Learning the merits of the GroupBy node.

Is there anyone willing to briefly describe the GroupBy node -- and how they use it, please?

I'm wondering how different it is to the Crosstab node.

Is GroupBy only really useful if the number of column categories is huge?  For example, you're trying to count how many individuals live at reported mailing codes (so Crosstab would generate a silly number of columns/rows for hundreds of mailing codes).

Hi Jack,

does this: https://www.youtube.com/watch?v=bDwF-TOMtWw help?

Best,

Christian

Thank you, Christian.  The link did help.

When I've worked with data before, it's involved the use of a tool to filter a variable.  Another common activity has been using crosstabs to generate counts where two variables intersect.

I now understand that as an aggregation method (i.e., dropping cases into specific buckets), the GroupBy node is powerful because it can handle >2 variables.  And it doesn't limit data by filtered value.

To illustrate, I've been working on a study where students are placed into one of three math classes, and one of three reading classes.  This yields (4-1)^2 combinations of the classes into which students fall.  If we're interested in counting values for these two variables -- fine!  Use crosstabs.  But if we wanted to count student outcomes (success/failure) for the math-reading class permutations, you need to use the GroupBy node.

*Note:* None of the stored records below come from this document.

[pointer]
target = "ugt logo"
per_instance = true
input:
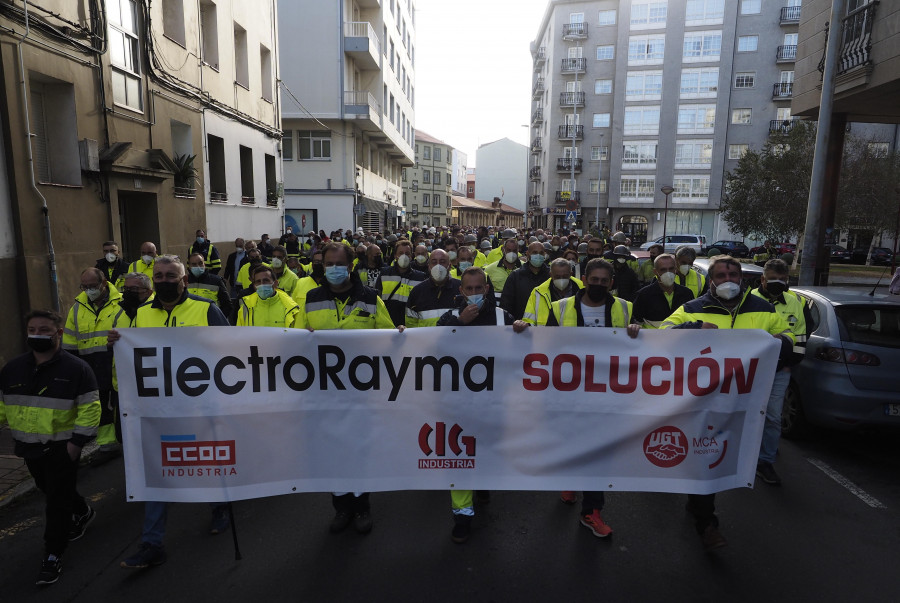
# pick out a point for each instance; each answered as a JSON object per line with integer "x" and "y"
{"x": 442, "y": 438}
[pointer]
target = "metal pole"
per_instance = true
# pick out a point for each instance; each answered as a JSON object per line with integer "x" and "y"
{"x": 813, "y": 233}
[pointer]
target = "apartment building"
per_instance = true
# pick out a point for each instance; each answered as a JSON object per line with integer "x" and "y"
{"x": 428, "y": 185}
{"x": 348, "y": 97}
{"x": 132, "y": 121}
{"x": 635, "y": 96}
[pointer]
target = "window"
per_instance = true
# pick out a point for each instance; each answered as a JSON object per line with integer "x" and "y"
{"x": 704, "y": 12}
{"x": 639, "y": 154}
{"x": 696, "y": 119}
{"x": 287, "y": 145}
{"x": 54, "y": 130}
{"x": 702, "y": 46}
{"x": 642, "y": 120}
{"x": 744, "y": 79}
{"x": 599, "y": 153}
{"x": 241, "y": 62}
{"x": 173, "y": 21}
{"x": 648, "y": 15}
{"x": 601, "y": 120}
{"x": 646, "y": 50}
{"x": 700, "y": 83}
{"x": 741, "y": 116}
{"x": 690, "y": 189}
{"x": 607, "y": 17}
{"x": 265, "y": 72}
{"x": 736, "y": 151}
{"x": 606, "y": 53}
{"x": 209, "y": 34}
{"x": 124, "y": 53}
{"x": 693, "y": 154}
{"x": 314, "y": 144}
{"x": 750, "y": 7}
{"x": 643, "y": 85}
{"x": 748, "y": 43}
{"x": 637, "y": 189}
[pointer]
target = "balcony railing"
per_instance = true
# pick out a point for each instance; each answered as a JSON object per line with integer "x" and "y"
{"x": 786, "y": 53}
{"x": 574, "y": 31}
{"x": 783, "y": 89}
{"x": 561, "y": 198}
{"x": 790, "y": 14}
{"x": 566, "y": 132}
{"x": 564, "y": 164}
{"x": 569, "y": 99}
{"x": 780, "y": 126}
{"x": 573, "y": 65}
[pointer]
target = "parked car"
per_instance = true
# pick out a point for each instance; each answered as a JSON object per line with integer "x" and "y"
{"x": 848, "y": 378}
{"x": 673, "y": 242}
{"x": 880, "y": 255}
{"x": 732, "y": 248}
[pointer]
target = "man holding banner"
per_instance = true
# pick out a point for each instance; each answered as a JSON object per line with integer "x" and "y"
{"x": 726, "y": 306}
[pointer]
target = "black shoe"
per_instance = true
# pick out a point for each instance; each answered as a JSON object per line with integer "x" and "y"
{"x": 340, "y": 522}
{"x": 80, "y": 523}
{"x": 462, "y": 528}
{"x": 50, "y": 570}
{"x": 766, "y": 472}
{"x": 362, "y": 522}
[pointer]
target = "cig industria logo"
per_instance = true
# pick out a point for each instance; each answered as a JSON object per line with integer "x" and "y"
{"x": 443, "y": 439}
{"x": 185, "y": 456}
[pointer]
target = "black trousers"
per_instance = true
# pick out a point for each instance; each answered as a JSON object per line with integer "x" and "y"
{"x": 55, "y": 476}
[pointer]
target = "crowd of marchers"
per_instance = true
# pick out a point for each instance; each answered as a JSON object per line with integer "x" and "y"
{"x": 349, "y": 279}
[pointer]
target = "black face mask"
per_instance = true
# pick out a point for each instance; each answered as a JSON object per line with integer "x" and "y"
{"x": 596, "y": 293}
{"x": 167, "y": 292}
{"x": 40, "y": 344}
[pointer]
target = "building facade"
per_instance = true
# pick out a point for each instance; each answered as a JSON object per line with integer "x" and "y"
{"x": 428, "y": 185}
{"x": 348, "y": 93}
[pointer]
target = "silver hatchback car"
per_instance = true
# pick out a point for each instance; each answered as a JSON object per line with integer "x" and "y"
{"x": 850, "y": 376}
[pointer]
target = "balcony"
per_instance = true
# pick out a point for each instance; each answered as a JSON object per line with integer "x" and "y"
{"x": 565, "y": 164}
{"x": 361, "y": 43}
{"x": 573, "y": 65}
{"x": 782, "y": 90}
{"x": 566, "y": 132}
{"x": 574, "y": 31}
{"x": 780, "y": 126}
{"x": 362, "y": 106}
{"x": 571, "y": 99}
{"x": 790, "y": 15}
{"x": 563, "y": 196}
{"x": 786, "y": 54}
{"x": 540, "y": 57}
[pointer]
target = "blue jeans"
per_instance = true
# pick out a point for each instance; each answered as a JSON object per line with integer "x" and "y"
{"x": 768, "y": 447}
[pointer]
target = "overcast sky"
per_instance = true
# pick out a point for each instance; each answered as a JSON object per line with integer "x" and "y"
{"x": 474, "y": 70}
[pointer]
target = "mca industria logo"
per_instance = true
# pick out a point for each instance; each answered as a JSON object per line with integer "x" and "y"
{"x": 443, "y": 439}
{"x": 185, "y": 456}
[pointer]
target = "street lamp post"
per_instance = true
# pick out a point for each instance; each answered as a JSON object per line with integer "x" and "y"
{"x": 666, "y": 190}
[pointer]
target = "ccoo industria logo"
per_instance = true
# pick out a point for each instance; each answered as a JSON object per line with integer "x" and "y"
{"x": 185, "y": 456}
{"x": 443, "y": 439}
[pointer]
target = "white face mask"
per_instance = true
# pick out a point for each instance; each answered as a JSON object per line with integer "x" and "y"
{"x": 667, "y": 279}
{"x": 439, "y": 273}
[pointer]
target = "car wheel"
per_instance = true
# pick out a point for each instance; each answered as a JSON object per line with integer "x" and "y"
{"x": 793, "y": 422}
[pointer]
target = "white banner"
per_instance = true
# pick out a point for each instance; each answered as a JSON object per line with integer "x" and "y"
{"x": 226, "y": 413}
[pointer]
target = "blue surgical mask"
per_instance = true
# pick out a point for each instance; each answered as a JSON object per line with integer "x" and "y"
{"x": 337, "y": 275}
{"x": 265, "y": 291}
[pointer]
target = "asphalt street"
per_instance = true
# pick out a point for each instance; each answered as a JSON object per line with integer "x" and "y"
{"x": 830, "y": 533}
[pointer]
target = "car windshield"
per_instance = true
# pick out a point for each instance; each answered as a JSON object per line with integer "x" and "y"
{"x": 871, "y": 325}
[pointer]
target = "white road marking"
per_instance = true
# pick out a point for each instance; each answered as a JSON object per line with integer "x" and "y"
{"x": 853, "y": 488}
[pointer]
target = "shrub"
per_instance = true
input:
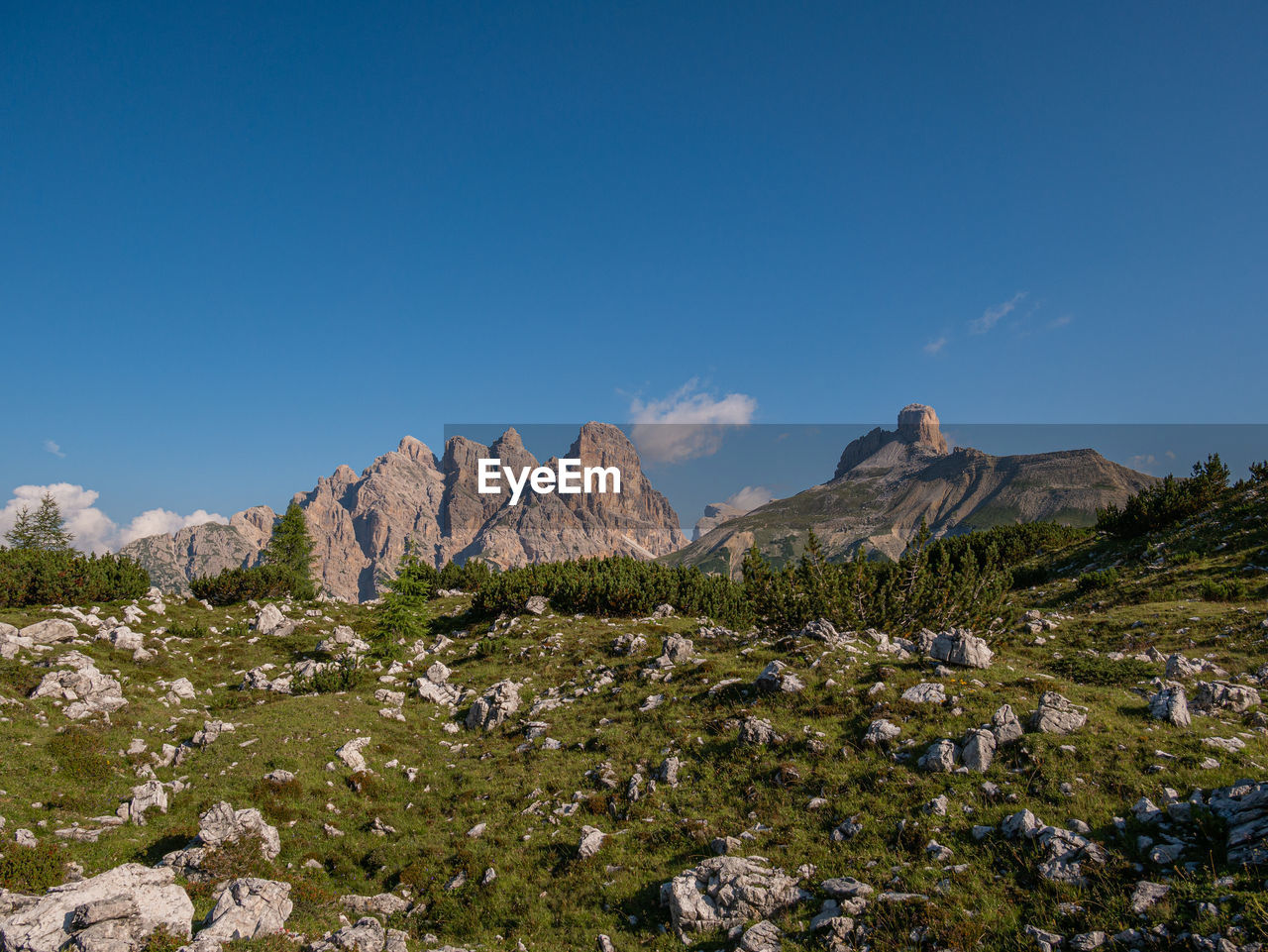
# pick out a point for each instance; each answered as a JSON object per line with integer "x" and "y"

For anyone interested, I've attached two files to illustrate a basic workflow and the table output (limited to successes):

Math,Reading,Success

1,1,n

1,2,n

1,3,n

2,1,n

2,2,n

2,3,n

3,1,n

3,2,n

3,3,n

To answer my own question: the merits of GroupBy are (1) you can organize data into buckets based upon aggregation of multiple columns or "dimensions," and (2) all the aggregated data are retained so you can manipulate your grouped data downstream with other nodes such as Row Filter.

As I said, I found this to be a shift away from selecting cases using filters.